Effects of phencyclidine (PCP) and MK 801 on the EEGq in the prefrontal cortex of conscious rats; antagonism by clozapine, and antagonists of AMPA-, α_1- and 5-HT_(2A)-receptors

摘要

1 The electroencephalographic (EEG) effects of the propsychotic agent phencyclidine (PCP), were studied in conscious rats using power spectra (0-30 Hz), from the prefrontal cortex or sensorimotor cortex. PCP (0.1-3 mg kg~(-1) s.c.) caused a marked dose-dependent increase in EEG power in the frontal cortex at 1-3 Hz with decreases in power at higher frequencies (9-30 Hz). At high doses (3 mg kg~(-1) s.c.) the entire spectrum shifted to more positive values, indicating an increase in cortical synchronization. MK 801 (0.05-0.1 mg kg~(-1) i.p.) caused similar effects but with lesser changes in power. 2 In contrast, the non-competitive AMPA antagonists GYKI 52466 and GYKI 53655 increased EEG power over the whole power spectrum (1-10 mg kg~(-1) i.p.). The atypical antipsychotic clozapine (0.2 mg kg~(-1) s.c.) synchronized the EEG (peak 8 Hz).

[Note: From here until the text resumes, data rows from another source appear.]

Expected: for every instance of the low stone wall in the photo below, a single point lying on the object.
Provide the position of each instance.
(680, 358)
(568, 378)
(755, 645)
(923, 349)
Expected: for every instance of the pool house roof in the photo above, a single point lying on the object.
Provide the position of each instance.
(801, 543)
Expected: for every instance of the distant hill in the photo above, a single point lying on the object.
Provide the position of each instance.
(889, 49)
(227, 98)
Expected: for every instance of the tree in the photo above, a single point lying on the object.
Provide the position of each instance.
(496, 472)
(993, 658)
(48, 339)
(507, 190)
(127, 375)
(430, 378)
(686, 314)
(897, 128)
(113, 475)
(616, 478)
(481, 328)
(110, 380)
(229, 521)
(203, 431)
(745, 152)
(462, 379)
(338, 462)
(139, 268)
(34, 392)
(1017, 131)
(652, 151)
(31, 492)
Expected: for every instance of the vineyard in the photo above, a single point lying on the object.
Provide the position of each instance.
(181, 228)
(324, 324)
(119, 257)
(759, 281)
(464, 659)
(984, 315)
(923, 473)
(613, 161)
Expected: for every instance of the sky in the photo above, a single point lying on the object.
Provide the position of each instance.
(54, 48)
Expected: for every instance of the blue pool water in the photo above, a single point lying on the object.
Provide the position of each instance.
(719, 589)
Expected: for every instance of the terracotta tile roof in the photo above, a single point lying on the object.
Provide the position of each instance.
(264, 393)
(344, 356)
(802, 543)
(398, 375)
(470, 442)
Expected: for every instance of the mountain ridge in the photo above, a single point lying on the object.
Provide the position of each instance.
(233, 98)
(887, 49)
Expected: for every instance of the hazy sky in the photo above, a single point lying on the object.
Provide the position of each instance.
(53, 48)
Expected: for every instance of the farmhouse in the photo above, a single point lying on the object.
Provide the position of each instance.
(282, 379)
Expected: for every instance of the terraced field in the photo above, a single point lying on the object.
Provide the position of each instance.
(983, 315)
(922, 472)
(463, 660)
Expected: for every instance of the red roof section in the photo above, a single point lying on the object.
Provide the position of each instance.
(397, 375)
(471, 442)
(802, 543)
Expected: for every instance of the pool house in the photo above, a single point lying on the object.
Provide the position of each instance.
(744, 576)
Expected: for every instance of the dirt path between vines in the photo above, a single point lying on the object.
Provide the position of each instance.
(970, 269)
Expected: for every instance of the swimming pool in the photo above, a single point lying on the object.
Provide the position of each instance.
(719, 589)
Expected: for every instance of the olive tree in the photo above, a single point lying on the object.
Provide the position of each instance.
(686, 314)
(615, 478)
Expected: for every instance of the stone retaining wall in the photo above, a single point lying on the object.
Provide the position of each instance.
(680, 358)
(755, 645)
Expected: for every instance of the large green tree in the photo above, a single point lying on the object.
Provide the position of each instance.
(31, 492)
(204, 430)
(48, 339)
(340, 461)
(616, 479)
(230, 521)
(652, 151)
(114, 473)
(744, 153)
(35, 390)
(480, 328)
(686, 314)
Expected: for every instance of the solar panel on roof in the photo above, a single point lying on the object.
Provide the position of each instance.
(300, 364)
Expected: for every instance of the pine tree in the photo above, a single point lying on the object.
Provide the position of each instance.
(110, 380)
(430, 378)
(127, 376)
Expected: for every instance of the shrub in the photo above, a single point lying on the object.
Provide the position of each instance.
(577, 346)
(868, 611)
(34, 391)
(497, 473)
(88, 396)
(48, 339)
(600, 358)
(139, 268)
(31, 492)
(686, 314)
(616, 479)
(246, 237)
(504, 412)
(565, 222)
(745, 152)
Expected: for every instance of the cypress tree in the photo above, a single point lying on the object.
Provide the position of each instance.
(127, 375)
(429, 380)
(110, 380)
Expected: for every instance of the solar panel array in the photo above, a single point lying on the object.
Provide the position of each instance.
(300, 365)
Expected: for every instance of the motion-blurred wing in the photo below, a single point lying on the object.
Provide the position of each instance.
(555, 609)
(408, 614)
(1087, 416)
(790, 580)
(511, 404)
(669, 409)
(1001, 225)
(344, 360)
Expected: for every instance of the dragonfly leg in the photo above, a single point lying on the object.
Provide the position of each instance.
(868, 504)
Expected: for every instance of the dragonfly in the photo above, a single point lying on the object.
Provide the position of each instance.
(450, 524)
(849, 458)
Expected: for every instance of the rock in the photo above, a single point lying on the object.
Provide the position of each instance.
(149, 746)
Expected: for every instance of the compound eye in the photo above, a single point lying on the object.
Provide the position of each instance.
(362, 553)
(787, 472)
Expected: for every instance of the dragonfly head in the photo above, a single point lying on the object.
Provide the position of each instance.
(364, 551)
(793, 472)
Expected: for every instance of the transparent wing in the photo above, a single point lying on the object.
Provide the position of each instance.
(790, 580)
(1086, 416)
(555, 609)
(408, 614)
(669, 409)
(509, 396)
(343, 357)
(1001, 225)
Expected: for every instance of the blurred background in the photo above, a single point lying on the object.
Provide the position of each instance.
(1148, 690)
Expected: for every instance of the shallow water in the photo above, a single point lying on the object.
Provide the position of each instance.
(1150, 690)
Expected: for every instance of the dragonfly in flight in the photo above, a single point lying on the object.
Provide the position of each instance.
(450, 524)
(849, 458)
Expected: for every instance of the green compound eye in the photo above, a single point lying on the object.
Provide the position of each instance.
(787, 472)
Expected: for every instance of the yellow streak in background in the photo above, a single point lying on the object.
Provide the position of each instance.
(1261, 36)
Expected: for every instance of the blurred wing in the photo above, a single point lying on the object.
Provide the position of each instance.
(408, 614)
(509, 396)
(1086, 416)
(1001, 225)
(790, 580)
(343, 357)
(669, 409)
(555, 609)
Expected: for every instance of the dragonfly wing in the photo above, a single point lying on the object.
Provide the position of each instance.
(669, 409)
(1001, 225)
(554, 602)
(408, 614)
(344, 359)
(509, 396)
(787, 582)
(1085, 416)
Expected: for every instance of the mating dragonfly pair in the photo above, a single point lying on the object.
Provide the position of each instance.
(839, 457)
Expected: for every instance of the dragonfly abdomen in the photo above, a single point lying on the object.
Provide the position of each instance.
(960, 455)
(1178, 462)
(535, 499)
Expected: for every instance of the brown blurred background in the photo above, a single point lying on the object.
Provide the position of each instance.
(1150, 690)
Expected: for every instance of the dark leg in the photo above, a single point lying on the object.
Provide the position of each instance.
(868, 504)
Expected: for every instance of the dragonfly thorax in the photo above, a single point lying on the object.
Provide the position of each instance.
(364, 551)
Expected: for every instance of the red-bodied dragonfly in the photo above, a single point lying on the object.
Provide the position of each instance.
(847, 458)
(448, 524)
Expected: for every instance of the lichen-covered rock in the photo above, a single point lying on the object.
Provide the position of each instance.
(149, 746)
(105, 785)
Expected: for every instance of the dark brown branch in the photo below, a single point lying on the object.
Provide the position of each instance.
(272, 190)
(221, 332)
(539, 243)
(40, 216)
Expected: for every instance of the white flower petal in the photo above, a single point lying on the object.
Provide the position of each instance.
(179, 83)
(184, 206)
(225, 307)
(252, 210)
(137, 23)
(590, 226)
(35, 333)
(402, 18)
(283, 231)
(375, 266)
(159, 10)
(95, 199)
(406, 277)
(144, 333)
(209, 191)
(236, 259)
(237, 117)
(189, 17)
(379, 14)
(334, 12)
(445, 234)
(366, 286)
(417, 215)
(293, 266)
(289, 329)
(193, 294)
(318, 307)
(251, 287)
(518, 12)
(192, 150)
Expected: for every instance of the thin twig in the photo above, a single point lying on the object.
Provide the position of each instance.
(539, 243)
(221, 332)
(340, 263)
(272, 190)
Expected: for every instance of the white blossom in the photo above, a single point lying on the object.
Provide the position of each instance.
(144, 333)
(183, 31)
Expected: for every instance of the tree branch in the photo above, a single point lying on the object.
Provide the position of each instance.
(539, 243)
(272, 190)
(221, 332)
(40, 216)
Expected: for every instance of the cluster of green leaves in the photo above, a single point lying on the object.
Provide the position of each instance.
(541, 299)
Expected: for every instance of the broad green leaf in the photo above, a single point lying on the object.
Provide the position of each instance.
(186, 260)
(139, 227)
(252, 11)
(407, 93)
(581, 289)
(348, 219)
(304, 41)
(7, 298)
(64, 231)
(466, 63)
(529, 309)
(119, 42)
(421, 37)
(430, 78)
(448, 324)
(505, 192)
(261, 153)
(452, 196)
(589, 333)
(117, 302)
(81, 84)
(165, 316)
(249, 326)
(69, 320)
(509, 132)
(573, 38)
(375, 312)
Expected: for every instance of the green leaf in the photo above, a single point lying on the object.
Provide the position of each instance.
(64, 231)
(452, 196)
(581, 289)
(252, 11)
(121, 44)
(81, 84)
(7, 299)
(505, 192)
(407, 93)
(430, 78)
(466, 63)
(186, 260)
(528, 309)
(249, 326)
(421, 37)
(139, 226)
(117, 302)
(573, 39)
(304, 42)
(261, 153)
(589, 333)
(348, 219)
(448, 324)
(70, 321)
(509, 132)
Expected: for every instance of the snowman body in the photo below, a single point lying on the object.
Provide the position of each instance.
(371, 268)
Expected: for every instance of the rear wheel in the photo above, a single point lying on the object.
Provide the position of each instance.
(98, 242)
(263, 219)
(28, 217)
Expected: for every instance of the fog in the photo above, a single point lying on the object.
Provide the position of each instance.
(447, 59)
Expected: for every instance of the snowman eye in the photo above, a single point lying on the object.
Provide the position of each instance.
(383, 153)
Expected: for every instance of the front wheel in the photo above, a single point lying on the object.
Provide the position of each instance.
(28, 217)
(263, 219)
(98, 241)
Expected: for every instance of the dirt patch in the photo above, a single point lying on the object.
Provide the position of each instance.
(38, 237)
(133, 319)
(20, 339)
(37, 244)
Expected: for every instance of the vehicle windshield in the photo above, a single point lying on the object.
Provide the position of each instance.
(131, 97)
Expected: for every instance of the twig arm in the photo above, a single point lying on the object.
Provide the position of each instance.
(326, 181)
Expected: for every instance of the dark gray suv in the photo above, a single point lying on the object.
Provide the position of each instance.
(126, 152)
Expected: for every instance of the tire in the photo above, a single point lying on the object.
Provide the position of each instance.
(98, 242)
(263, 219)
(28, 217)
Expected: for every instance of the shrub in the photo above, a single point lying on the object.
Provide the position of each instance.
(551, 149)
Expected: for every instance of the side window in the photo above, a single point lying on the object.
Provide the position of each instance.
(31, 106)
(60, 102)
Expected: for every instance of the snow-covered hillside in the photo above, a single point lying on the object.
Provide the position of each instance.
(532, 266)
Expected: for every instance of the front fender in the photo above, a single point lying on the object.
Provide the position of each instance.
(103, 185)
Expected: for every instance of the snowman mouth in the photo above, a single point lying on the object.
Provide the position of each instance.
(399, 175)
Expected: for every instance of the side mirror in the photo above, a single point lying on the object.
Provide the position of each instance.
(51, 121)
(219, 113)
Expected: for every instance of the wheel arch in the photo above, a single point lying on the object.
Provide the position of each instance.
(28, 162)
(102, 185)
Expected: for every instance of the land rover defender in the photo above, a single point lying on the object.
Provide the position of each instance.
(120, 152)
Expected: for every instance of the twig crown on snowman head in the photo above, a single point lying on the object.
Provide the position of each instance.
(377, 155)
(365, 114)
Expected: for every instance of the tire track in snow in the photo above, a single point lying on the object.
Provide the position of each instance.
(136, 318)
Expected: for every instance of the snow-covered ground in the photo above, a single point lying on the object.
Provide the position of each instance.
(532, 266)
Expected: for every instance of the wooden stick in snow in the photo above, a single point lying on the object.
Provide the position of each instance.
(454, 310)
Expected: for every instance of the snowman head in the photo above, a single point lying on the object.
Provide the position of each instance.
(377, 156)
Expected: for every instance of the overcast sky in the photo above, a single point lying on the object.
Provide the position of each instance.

The 5-HT_(2A)-antagonist, M100907, specifically increased EEG power at 2-3 Hz at low doses (10 and 50 μg kg~(-1) s.c.), whereas at higher doses (0.1 mg kg~(-1) s.c.) the profile resembled that of clozapine. 3 Clozapine (0.2 mg kg~(-1) s.c.), GYKI 53655 (5 mg kg~(-1) i.p.), prazosin (0.05 and 0.1 mg kg~(-1) i.p.), and M100907 (0.01 and 0.05 mg kg~(-1) s.c.) antagonized the decrease in power between 5 and 30 Hz caused by PCP (1 mg kg~(-1) s.c.), but not the increase in power at 1-3 Hz in prefrontal cortex.